In late September, it was still sweltering at Nomad’s Land in rural Alabama. One of our early guests of the fall season, Katrina, arrived in a rickety white pickup with a brightly beaded dreamcatcher swaying under the rearview mirror. Her smile was eager despite the mugginess. She was on her way up from Florida and wanted to stop to see the land for a few days before heading home to Georgia. A talented artist, she had arranged to do a little painting as a worktrade for her stay.
Katrina had found Nomad’s Land through friends she’d met at a national Rainbow Gathering in Georgia that summer.
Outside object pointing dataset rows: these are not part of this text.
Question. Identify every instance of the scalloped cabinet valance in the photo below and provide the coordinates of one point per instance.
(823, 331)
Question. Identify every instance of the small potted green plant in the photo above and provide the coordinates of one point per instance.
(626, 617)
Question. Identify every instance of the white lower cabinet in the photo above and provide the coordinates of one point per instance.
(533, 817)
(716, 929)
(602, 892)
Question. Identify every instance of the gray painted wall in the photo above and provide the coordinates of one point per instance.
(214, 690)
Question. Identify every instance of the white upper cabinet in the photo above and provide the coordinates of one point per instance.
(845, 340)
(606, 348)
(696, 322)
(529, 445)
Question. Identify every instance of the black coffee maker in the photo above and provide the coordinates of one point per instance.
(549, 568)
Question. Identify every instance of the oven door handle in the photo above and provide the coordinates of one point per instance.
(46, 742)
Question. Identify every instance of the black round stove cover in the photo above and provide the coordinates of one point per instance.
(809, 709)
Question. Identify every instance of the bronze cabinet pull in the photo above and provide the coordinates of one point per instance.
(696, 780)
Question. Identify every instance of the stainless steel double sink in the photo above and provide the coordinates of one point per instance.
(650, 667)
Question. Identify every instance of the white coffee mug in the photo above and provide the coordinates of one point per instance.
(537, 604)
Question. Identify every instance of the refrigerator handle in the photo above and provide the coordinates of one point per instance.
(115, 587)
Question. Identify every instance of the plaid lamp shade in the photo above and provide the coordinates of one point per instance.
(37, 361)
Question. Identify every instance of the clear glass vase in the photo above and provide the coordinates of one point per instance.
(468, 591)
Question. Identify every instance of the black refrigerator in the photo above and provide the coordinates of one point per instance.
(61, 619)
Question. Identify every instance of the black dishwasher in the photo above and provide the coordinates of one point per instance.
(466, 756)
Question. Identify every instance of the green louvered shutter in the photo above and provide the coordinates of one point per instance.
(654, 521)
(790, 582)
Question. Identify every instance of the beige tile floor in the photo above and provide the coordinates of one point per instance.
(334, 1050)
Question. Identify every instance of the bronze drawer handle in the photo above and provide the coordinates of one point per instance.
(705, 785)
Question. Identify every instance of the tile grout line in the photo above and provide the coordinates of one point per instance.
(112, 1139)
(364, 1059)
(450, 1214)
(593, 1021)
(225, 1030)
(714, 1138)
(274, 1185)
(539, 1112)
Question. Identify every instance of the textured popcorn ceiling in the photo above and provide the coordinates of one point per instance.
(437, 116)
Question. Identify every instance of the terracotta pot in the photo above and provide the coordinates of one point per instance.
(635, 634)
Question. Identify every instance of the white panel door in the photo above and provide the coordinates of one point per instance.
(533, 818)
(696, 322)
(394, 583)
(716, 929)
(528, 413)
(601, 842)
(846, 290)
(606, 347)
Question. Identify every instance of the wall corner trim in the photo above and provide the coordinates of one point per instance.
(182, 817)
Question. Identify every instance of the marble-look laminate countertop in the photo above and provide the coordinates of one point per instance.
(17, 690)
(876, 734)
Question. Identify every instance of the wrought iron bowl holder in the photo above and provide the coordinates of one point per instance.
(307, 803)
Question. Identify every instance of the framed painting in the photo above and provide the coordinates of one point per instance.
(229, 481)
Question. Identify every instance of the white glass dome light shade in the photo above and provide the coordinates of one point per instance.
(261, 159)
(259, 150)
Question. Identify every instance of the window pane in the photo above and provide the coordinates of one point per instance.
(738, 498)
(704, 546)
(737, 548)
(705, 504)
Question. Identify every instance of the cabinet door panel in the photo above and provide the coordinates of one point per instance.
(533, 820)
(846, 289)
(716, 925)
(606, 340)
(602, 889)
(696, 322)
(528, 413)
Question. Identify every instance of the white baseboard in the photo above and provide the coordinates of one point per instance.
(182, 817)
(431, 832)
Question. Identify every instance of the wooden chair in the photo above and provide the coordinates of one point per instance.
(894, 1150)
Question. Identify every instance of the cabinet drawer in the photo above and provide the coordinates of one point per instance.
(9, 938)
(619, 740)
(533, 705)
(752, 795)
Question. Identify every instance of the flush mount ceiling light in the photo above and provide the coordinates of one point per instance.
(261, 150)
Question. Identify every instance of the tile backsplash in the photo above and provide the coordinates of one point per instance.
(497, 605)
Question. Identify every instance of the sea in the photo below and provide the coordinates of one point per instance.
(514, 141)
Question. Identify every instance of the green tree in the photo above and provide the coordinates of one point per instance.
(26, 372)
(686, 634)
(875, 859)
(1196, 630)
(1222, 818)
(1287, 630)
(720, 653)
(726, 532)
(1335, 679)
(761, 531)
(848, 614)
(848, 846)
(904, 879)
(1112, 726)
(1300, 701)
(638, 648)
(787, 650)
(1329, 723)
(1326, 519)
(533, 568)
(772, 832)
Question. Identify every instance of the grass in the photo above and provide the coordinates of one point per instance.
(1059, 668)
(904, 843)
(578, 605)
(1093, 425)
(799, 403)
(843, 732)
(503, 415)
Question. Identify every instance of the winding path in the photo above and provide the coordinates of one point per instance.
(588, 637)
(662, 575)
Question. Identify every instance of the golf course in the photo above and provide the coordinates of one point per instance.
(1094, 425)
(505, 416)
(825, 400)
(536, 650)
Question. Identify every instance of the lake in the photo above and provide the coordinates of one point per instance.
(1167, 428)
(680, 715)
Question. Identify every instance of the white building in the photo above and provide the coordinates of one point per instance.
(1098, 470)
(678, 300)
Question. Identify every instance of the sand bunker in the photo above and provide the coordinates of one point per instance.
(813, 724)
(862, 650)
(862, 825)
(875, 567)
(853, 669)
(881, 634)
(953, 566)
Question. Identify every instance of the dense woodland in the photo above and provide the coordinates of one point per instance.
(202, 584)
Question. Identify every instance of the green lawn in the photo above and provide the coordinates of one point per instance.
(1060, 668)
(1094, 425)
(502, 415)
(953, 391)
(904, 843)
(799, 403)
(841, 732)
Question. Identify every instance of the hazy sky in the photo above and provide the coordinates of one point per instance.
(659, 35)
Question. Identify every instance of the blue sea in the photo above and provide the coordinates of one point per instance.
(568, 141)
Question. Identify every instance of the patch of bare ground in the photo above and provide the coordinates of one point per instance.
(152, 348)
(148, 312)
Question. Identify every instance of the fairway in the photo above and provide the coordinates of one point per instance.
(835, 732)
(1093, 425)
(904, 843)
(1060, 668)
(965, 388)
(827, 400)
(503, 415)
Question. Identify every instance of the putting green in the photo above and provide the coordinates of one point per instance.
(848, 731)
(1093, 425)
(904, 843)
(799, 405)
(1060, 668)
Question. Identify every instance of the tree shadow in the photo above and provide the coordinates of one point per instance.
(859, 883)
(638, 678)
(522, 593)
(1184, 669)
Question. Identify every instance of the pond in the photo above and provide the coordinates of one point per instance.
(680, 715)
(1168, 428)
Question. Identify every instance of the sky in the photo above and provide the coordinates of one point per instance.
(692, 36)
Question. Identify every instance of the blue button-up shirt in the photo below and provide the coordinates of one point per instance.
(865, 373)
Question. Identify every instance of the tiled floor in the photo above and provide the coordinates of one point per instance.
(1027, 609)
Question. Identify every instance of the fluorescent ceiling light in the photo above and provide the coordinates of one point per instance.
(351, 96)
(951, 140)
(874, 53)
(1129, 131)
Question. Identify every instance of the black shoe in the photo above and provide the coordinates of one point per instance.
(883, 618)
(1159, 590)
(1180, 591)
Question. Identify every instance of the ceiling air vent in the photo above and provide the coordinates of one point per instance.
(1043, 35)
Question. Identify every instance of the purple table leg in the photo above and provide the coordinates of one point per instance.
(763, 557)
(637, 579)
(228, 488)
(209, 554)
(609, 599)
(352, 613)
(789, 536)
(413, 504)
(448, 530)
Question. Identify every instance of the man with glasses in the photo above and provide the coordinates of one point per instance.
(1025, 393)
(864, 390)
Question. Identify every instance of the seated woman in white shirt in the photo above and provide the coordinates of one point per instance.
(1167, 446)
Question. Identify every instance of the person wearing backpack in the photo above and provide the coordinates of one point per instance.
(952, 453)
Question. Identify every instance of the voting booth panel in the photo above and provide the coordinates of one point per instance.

As we exchanged stories about our adventures in the woods, I watched, mesmorized, as she painted a mural onto an old RV door that would be repurposed on the land. “I was running away from God,” she said as she brushed detail onto a few lotus flowers. “I thought the Gathering was the furthest I could get from the church. But then I found myself in Jesus Kitchen!” She rolled her eyes playfully and added a splotch of black paint to her palette.
“Why were you running?” I asked.
“Well, it’s been adding up for years,” she said. “But in 2014, I lost my youngest boy. He drove off the road just a little bit and overcorrected, and the car flipped. The cops said his window was open, so his head had no protection. It was a matter of inches.”
She tried to blink her tears away and wiped the sweat at her temple. Then with the tiniest brush she painted black outlines around her flowers and lily pads. “I don’t know what I think about God being a loving father right now. But look at this.” She pointed at the bright pink lotus. “If I had not used black, this flower’s pinkness would be boring and flat. Without darkness, we wouldn’t be radiant. We’d just fade into the background. I want to believe that’s what we’re being saved from.”